北海道根室台地、乳牛の獣医師として、この国の食料の在り方、自然保護、日本の政治、世界政治を問う

グローバル資本は金融資本の温床

2009-03-17 | アメリカ

本来の資本主義とは売れるものを生産し、それを消費者が購入する。つまり、製造者がその利益を受けることになり、大量に生産したり新たなものを製造したりするというのである。1、2次産業が社会を支えていた。それを流通させ販売させることで、市場は機能していた。

流通が激しくなると、巨大化したものがより大きな利潤を手にするようになる。資本は巨大化するために、外部資本を受け入れるようになる。そうして、金融が世界を支配するようになる。見込みや思惑に押されて、金融はより大きくなる。レバレッジと呼ばれる僅かな資本で大きな金融作用をもたらす、ペテンのような形態が現れる。

レバレッジとは、てこ(lever)によるような作用をする(levergage)、と言う意味である。
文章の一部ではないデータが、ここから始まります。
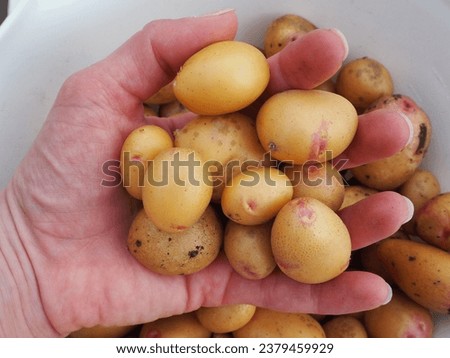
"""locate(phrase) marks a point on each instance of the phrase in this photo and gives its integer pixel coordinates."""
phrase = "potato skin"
(420, 270)
(226, 318)
(310, 243)
(344, 327)
(317, 180)
(242, 201)
(400, 318)
(420, 188)
(283, 30)
(141, 146)
(248, 249)
(325, 125)
(223, 77)
(391, 172)
(267, 323)
(179, 326)
(179, 253)
(433, 221)
(363, 81)
(176, 191)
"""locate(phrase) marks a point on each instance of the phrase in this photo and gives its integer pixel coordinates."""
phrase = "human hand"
(65, 260)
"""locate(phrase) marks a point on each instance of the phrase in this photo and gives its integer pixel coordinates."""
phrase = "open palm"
(74, 229)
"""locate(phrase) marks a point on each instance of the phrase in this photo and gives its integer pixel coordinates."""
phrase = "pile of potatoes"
(241, 185)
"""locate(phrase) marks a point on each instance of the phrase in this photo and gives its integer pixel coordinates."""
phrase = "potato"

最近では、全く経済学すら知らない、工学系の人物が体系化して「金融工学」とまで呼ばれるような形態まで出現していた。それが金融市場を飛躍的に拡大し、世界経済を刺激し活性化させていた。

こうした日本の巨大化は、安価な賃金の途上国にとって恩恵をもたらした。中国は世界の工場となっていった。グローバル資本は、金融資本を増大させる一方、で自国の労働者の賃金を抑制することになった。結果的に国内の消費が抑制されることになるが、国家の生産量は増大することになる。経済の発展は、格差社会を産み国民を豊かにさせることはなくなった。
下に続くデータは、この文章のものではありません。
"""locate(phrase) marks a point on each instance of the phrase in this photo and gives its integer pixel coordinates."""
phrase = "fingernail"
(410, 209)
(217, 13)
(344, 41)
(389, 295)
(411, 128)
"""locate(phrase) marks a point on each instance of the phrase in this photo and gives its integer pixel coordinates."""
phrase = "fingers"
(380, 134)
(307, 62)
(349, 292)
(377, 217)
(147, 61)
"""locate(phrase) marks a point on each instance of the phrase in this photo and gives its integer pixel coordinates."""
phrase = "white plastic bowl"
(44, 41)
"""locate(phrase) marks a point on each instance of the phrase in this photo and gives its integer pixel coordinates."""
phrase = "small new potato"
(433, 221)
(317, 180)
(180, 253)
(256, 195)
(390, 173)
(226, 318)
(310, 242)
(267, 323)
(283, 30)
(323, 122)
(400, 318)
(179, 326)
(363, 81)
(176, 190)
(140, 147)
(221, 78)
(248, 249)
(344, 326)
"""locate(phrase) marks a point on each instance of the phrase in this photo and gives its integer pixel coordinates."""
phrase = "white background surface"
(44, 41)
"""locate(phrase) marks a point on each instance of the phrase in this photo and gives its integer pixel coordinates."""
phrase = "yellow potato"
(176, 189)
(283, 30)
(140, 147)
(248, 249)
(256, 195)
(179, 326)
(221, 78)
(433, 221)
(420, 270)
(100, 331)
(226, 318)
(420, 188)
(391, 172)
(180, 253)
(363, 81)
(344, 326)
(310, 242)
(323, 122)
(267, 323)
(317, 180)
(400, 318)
こうした発展の根本には、資本の暴力性がある。資本は、人の幸福感や平和や福祉それに環境問題とは、全く無関係に肥大化するのである。人にも環境にも決して従うことのない、資本の暴力性は国家を越え、規制緩和を唱えるのである。

アメリカはキューバの、数十倍のGDPを誇りながらも健康j保険制度がない。国民皆保険は、未だに目標でしかない。適切な医療を受けられるのは、限られた人たちでしかない。キューバは、医療が無料である。

一攫千金を成し遂げる極々一部の事例に踊らされて、ほとんどが敗者になる社会システムは、新自由主義が生んだモンスターである。1985年の日本は、貧困率12.5%で圧倒的に少なかったが、2005年には26.9%までになった。日本は世界有数の貧困国家になったのである。この間、日本は戦後最高の経済成長を成し遂げたと、経済は解説する。

グローバル資本主義にとって、京都議定書や国家間の規制は阻害因子でしかないのである。新自由主義は、市場経済が機能するためには規制があってはならないと、解説する。市場に出たものは、価格以外の評価は存在しない。